Geographic footprint matters for practical reasons: NCT06724172 reports 4 study locations spanning 2 distinct geographic areas — top geographies include New York, California. A larger site network tends to correlate with broader recruitment capacity, but it does not imply anything about study quality, and site-level enrollment status can diverge from the overall registry status shown above. Every data point on this page comes from the public ClinicalTrials.gov dataset and is reproduced here for reference only; it is not a medical recommendation, an endorsement of the sponsor, or an invitation to enroll. Verify current status, eligibility criteria, and contact details directly at ClinicalTrials.gov, and discuss any participation decision with your own healthcare provider.
Frequently Asked Questions
What is clinical trial NCT06724172 about?
NCT06724172 is a clinical study titled "CHIME: Comparing Health Interventions for Maternal Equity". The goal of this comparative effectiveness trial is to compare how three different approaches to overcome barriers to resources and provide nutrition and physical activity counseling improve maternal healthy weight in pregnancy and postpartum. The main question it aims to answer is which of the two...
What is the current status of trial NCT06724172?
This trial is currently recruiting. It is a NA study. The enrollment target is 795 participants. The study started on 2026-01-22. Estimated completion is 2030-04-01.
What conditions does trial NCT06724172 study?
This clinical trial studies the following conditions: Diabetes, Pregnancy, Chronic Disease, Obesity and Overweight, Nutrition. These conditions were identified from the trial registry and reflect the primary focus areas of the research.
What interventions are being tested in trial NCT06724172?
The interventions under investigation include: Self-Management (BEHAVIORAL), Community-Based (BEHAVIORAL). Each intervention is being evaluated for safety and efficacy as part of this clinical study.
Who is sponsoring clinical trial NCT06724172?

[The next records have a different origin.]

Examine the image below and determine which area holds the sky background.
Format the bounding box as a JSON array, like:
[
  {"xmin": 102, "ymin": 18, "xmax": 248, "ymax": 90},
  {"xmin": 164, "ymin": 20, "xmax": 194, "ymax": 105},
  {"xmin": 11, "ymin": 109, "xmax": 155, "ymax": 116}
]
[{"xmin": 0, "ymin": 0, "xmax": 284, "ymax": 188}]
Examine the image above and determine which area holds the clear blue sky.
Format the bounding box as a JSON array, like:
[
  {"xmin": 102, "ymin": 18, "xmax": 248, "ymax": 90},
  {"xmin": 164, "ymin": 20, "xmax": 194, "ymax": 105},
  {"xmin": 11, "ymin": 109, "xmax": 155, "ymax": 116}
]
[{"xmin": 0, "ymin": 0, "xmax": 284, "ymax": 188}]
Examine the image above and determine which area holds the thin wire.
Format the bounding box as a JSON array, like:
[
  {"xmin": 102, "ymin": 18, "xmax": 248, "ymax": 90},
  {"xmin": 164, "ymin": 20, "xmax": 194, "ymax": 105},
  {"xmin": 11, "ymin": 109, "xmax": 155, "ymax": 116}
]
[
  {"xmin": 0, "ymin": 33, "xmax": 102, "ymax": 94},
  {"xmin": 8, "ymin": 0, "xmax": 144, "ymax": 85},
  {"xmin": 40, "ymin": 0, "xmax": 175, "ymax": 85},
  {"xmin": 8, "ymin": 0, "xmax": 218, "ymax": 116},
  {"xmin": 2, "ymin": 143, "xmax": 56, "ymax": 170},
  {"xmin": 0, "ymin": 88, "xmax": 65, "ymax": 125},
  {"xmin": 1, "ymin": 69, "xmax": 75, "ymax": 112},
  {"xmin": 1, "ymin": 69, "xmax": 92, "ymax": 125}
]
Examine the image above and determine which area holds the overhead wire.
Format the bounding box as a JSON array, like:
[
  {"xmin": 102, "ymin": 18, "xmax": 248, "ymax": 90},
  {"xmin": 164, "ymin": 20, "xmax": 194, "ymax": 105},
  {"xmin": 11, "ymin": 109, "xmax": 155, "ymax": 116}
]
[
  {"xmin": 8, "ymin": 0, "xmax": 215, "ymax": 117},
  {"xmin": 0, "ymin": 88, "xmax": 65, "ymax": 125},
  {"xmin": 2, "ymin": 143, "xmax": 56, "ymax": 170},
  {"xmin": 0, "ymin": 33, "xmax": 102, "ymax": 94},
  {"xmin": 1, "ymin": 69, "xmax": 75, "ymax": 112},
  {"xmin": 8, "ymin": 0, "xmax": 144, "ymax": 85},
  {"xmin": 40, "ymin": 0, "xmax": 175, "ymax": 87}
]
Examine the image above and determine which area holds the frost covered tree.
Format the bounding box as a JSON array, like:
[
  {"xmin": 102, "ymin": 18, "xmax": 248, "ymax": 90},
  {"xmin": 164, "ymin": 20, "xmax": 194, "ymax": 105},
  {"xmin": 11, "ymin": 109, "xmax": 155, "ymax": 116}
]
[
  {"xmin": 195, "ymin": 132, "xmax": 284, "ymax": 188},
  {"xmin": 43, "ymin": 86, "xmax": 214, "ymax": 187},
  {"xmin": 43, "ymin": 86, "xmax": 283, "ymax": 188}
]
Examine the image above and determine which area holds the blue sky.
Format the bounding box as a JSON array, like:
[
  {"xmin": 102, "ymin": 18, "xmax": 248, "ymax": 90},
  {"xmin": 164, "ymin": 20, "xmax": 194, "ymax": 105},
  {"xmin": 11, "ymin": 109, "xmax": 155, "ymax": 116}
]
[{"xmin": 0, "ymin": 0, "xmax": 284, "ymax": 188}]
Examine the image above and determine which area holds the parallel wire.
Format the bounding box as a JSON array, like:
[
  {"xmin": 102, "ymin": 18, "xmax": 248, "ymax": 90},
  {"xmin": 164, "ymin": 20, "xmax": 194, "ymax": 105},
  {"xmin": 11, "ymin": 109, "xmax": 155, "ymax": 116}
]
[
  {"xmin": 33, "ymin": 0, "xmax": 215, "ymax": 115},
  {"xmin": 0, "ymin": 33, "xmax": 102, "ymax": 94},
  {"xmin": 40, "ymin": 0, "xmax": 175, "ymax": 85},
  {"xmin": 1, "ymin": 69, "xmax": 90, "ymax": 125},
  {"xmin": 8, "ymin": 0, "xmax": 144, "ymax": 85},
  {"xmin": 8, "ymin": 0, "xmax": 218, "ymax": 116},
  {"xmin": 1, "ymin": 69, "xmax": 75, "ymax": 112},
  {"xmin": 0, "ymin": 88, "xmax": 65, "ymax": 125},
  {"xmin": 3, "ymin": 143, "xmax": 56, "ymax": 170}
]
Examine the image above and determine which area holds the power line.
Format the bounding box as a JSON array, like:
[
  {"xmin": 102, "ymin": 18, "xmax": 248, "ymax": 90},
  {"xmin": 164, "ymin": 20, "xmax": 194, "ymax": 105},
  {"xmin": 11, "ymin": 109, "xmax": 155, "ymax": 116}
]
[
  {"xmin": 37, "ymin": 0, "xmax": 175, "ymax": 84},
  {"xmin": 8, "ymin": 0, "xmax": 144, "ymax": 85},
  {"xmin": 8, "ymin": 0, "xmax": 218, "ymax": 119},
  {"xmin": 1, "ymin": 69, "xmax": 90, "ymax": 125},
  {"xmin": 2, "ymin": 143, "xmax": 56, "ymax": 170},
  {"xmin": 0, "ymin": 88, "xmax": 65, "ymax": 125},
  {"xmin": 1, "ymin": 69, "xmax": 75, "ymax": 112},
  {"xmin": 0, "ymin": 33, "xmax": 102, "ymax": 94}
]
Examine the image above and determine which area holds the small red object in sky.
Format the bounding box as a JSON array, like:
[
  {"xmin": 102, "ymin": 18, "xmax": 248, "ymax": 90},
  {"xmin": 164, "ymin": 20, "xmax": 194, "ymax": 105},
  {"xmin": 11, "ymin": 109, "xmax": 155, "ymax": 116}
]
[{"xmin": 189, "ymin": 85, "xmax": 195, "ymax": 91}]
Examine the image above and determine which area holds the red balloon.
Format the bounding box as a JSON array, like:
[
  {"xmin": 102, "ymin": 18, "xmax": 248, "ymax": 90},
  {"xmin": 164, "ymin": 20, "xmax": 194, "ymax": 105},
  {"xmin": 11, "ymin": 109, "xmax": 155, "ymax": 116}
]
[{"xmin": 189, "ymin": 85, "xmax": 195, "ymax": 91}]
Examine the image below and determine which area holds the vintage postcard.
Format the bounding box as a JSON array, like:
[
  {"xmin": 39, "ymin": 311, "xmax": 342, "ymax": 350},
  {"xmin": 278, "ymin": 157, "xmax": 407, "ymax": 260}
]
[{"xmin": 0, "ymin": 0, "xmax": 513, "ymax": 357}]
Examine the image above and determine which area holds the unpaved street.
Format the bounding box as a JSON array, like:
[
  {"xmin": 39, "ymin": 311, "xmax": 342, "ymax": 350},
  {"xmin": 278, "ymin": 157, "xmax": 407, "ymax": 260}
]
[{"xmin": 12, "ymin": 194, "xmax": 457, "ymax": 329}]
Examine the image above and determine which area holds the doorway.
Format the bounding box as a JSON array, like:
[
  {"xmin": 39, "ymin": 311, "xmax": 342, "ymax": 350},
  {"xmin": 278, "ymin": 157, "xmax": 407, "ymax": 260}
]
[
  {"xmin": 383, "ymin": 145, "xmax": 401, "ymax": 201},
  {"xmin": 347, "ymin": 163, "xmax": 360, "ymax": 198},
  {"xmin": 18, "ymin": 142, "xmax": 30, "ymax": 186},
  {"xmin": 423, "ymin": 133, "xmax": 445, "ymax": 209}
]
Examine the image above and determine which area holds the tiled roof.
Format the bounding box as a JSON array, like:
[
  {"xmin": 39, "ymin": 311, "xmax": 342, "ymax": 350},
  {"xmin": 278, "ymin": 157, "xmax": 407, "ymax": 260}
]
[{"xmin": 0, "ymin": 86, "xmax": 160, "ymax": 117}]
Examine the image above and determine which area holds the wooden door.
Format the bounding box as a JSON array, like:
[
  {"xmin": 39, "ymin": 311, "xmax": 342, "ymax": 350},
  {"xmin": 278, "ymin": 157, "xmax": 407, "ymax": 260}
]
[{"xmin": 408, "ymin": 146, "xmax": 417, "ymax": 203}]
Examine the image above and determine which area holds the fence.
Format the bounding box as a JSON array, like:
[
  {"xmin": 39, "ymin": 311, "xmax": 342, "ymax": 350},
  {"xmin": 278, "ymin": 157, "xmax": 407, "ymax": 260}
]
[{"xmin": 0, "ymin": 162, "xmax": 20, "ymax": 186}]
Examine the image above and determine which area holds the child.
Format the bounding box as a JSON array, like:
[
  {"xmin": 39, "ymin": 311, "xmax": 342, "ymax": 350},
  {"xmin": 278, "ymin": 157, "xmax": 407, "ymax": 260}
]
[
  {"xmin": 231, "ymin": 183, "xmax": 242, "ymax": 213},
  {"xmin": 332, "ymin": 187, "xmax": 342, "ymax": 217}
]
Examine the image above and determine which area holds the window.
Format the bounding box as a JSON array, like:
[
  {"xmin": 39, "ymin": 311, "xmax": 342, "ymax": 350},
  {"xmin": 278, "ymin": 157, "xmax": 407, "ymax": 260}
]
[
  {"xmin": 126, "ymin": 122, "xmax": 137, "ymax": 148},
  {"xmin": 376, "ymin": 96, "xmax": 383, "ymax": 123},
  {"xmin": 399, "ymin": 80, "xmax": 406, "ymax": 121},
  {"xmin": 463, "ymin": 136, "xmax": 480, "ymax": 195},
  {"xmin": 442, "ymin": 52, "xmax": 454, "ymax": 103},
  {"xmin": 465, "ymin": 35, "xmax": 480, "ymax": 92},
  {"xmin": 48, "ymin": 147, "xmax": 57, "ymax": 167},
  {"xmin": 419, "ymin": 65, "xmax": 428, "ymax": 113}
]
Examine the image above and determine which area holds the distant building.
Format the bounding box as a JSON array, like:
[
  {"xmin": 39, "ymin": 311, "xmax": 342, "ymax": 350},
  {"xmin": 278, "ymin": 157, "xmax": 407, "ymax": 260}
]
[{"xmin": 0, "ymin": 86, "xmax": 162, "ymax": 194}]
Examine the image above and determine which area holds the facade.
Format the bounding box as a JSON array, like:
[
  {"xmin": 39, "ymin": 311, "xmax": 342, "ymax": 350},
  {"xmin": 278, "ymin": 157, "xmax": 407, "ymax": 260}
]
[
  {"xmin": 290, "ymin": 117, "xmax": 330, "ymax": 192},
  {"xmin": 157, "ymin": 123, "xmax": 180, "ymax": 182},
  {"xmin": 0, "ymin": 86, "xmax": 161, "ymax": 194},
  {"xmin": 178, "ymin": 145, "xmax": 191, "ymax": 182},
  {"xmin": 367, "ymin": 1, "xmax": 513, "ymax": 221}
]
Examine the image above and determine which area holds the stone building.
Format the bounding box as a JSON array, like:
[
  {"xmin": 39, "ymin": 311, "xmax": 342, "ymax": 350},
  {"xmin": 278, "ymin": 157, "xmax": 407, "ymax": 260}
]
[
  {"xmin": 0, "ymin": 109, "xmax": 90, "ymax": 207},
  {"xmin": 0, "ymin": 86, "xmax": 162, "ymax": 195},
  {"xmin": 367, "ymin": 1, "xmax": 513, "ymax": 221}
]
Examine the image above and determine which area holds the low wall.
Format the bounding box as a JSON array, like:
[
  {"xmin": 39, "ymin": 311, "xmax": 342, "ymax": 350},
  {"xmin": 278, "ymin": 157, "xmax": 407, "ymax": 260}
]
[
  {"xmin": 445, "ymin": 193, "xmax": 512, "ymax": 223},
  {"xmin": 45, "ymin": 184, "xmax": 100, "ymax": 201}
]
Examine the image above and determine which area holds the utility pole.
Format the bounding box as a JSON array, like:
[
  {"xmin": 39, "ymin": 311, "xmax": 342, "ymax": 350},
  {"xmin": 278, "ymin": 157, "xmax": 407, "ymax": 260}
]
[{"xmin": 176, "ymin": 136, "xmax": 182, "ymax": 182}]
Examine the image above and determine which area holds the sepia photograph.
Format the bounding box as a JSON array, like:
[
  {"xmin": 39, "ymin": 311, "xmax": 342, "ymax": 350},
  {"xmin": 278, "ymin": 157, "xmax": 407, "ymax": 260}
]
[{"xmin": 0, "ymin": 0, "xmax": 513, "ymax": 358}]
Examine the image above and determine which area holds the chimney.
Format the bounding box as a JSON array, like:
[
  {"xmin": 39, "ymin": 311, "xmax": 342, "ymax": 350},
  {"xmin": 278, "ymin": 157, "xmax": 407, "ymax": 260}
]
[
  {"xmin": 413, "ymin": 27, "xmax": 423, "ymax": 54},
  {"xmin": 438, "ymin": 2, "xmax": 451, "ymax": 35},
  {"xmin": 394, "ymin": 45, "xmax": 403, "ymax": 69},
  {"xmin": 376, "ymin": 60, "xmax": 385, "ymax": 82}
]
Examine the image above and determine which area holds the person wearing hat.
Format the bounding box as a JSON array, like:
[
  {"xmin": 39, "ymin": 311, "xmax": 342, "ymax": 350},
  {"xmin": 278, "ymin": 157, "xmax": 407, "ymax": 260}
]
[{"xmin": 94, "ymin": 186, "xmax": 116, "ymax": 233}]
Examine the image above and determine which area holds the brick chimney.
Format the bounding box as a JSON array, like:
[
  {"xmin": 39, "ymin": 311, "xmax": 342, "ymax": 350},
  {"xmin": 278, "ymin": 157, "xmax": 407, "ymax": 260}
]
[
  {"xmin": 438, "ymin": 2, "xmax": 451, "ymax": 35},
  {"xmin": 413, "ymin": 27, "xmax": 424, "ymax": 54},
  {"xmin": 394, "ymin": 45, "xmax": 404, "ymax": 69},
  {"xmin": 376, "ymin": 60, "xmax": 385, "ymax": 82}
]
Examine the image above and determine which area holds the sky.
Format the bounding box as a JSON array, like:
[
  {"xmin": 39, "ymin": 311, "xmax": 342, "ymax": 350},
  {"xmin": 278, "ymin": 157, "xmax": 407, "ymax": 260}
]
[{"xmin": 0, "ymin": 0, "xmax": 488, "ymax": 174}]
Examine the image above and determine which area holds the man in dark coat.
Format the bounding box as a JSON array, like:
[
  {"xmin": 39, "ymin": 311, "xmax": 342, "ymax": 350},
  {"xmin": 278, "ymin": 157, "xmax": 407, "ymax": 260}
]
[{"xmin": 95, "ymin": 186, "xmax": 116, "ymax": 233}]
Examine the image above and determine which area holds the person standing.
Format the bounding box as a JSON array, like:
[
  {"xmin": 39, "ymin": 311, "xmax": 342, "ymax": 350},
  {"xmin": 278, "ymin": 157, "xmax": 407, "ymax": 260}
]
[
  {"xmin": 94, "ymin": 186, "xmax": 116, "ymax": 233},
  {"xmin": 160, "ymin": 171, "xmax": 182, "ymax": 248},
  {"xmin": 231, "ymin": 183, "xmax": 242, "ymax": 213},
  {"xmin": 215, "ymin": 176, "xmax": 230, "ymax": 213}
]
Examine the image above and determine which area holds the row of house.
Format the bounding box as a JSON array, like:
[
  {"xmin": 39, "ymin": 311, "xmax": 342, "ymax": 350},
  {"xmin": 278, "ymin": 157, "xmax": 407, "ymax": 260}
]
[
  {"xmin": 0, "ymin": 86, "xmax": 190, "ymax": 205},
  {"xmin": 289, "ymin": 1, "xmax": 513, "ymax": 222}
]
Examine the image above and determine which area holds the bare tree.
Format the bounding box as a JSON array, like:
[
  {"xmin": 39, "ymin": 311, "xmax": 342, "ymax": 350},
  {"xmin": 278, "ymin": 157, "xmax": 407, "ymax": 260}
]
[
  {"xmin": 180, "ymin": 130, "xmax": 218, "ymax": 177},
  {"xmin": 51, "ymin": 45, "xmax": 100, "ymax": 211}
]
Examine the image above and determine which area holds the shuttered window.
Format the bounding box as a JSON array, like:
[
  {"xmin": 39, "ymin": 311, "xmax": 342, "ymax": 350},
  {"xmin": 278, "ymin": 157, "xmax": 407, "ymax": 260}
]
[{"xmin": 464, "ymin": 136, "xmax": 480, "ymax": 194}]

This trial is sponsored by Stanford University, which has 1,643 total clinical trials registered on ClinicalTrials.gov. The sponsor is responsible for the study's design, funding, and regulatory compliance.
Where is trial NCT06724172 being conducted?
This trial has 4 study locations across California, New York. Contact the study sites directly through ClinicalTrials.gov for enrollment availability.
Learn More About Clinical Trials
How Clinical Trials Work
Understand phases 1-4, trial design, randomization, and the informed consent process.
Patient Rights in Clinical Trials
Your rights as a participant: consent, withdrawal, privacy, and who to contact.
Finding the Right Clinical Trial
A practical guide to searching trials, understanding eligibility, and evaluating options.
All Guides
Browse our complete library of clinical trial educational resources.
Read our methodology — how this data is sourced, computed, and verified.